TSUNAMI READING LIST
I visited Thailand in December, 2004. I brought a field camera, and my traveling companion and I packed a stack of books.

I found it very difficult to make photographs in an unfamiliar culture. I felt self-conscious about making ethnographic images. At the same time, while I was physically immersed in a foreign place, I was mentally entangled in the European and American landscapes described in our bedside library. While I battled the heat and mosquitoes and ate coconut curries, I read Didion and Proust.

We had packed more books than clothing. “Catching up on reading” became a way to relocate. We were in Thailand to visit my companion’s sister and her family. Her home was at the guesthouse she ran in Southern Thailand, a beachside “paradise” for those inclined towards that sort of beachside thing, which we were not.

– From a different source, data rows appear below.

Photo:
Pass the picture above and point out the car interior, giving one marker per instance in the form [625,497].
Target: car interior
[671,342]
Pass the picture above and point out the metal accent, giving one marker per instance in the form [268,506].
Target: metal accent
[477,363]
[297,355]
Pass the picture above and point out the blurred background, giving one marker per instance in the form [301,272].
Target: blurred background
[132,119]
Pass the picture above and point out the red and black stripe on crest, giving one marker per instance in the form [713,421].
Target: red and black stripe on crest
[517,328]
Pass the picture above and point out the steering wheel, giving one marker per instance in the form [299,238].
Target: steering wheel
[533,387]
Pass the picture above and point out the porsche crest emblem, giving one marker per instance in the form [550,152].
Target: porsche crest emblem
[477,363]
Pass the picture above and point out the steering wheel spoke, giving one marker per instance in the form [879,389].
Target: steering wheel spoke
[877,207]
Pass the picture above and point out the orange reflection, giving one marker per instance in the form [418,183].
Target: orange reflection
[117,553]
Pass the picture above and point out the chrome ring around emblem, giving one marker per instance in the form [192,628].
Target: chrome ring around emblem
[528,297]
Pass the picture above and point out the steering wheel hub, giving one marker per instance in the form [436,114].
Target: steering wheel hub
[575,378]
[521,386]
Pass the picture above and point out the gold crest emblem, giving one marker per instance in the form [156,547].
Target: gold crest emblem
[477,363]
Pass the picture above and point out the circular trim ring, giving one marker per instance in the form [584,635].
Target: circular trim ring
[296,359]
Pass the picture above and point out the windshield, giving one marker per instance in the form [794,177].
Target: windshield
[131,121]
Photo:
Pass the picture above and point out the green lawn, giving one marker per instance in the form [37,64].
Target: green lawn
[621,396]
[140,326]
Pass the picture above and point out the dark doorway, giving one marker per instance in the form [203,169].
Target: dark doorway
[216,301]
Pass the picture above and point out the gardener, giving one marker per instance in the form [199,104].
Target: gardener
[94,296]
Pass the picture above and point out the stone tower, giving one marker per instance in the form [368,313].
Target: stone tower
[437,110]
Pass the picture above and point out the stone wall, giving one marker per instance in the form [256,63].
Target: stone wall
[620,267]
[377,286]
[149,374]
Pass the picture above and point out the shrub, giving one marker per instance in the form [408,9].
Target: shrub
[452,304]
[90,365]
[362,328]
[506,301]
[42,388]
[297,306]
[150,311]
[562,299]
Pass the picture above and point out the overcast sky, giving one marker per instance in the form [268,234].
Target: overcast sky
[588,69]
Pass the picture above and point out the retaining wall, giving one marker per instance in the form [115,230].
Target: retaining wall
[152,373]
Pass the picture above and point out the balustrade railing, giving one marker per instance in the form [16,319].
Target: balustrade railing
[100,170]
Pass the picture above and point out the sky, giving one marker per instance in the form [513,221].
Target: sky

The books we’d chosen to bring to Thailand were histories, memoirs, and stories of dysfunctional families. Some of the titles – “We Took to the Woods,” “Where I Was From,” “In Search of Lost Time,” “Hell,” “The War Zone” – seemed both nostalgic and foreboding. I found the titles disturbing and ominous.

I began photographing the books in and around the guesthouse shortly before Christmas. In some ways, I felt closer to the text than I did to my physical surroundings.   For the most part, the books are not arranged for the camera. They are photographed on tables, chairs, beds, and shelves.

After the tsunami struck land, the gloomy titles became more descriptive of our visit and I became slightly superstitious about the project.  I continued taking pictures in Bangkok, where we holed up in an American hotel, eating Asian pears, watching the news, wandering the streets, and reading about Europe.